Monday, August 6, 2007

Painting competition? No, thanks.

(Hindustan Times, 28 April 1983)

That is what I said to myself last year when I saw my son in tears, having failed to locate me for quite some time after the competition. So, when the announcement of the international painting competition was made recently, I kept it away from my son. But the news did not fail to hit the headlines of his school bulletin board, and he came home blushing with enthusiasm at the prospect of participation. I was not totally unprepared for such a contingency.

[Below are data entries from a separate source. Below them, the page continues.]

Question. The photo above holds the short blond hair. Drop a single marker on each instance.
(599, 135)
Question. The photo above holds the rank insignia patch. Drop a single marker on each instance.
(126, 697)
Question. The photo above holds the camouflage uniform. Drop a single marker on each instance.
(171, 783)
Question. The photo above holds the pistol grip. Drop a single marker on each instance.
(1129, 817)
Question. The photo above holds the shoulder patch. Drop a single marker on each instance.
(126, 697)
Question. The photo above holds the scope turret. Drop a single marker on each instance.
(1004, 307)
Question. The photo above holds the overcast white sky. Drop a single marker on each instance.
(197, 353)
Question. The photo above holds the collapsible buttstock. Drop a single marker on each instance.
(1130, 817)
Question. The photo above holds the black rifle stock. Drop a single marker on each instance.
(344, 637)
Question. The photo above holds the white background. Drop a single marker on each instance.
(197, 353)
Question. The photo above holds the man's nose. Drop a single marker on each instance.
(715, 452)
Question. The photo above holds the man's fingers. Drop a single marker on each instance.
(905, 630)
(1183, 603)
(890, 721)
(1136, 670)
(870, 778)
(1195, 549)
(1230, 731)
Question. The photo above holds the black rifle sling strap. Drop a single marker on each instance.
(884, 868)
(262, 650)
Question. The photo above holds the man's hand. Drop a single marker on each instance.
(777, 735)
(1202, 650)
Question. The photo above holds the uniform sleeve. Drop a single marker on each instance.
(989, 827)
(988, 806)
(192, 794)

"I shall take you to the Gandhi picture, instead." I suggested to him. He refused flatly. "All right, I shall buy you ice-cream, your cough nothwithsanding. How do you like that" I asked him switching over to his favourite eatables. It did not sell either. "Well, I am prepared to revive the subscription to Champak, Tinkle, and other magazines' (I had stopped them pending his annual examination). But that too did not click. Finally, after making a few more offers, warranting greater financial outlay, I gave in - as usual.

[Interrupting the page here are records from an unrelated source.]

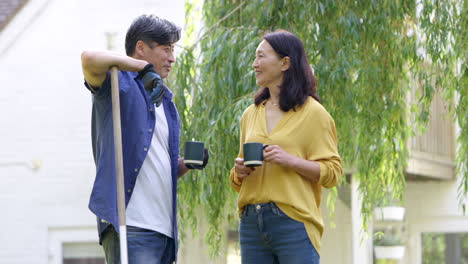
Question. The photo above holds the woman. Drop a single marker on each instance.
(279, 202)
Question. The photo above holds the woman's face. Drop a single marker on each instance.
(268, 66)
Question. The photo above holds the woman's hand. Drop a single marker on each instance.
(242, 170)
(277, 155)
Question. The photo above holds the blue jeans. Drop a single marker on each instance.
(268, 235)
(144, 246)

Since my parental prestige would be at stake at such an abject surrender, I had stipulated two conditions and sought agreement of both of them (yes, the younger son had also got interested in it by then): that I won't buy them anything to eat whatsoever, on the way: and they would have to manage the show with their incomplete sets of colour boxes.

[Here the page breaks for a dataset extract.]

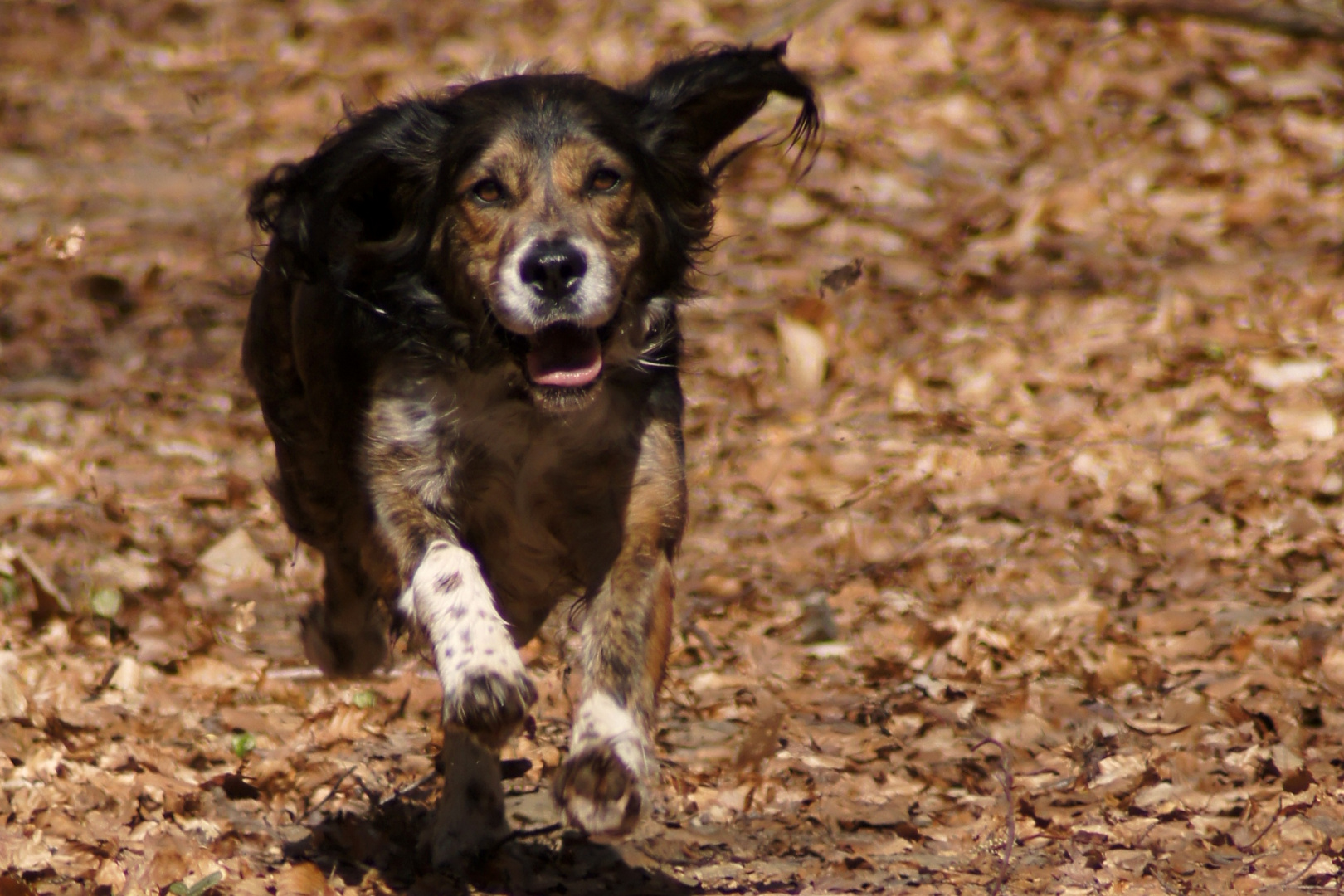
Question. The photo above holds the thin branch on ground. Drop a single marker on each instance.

The arrangement at the competition was that the participating children were taken to an enclosure where parents had no access.

So, having let loose my sons into the areana, my next worry to locate them and keep a constant watch over them (so that I did not reeat last year's tearful performance). After fifteen minutes of frantic search, during which period all the hitherto reported kidnappings and other related incidents converged upon my mind, I spotted them. I said to myself that along with the On the Spot Painting Competition for the children, the organizers should have held a 'Spot Your Child' competition for the parents.

Soon the competition was in full swing. Secret messages in Hindi, Punjabi, Bengali, Tamil and even French were being passed on to children by parents from outside the fence. "Madhabi, draw the kite small the boy big, and not vice versa.', said one mother. 'Sonu, if you want you can draw a jhoola, a see-saw and other things in the park,' suggested a sophisticated lady seeing her son draw a lifeless park. "Paint the sky blue, Unni, not yellow" said another.

At the end of the function, I took safe custody of my children and headed towards home - my sons merrily licking ice-cream and I carrying their next-in-line eatables, in one hand and, in the other, the new colour boxes, card board that I had bought for them earlier outside the venue of the competition. As we walked, my elder elder son said, "Papa, thank you for all these and for promising to revive the subscription. As for the Gandhi film, please don't bother Papa, our school is arranging the show for all of us."

An old Malayalam saying came to my mind: "Eaittu edukkan pol, eraitta pettu" (the lady who went to terminate her pregnancy, returned with twins).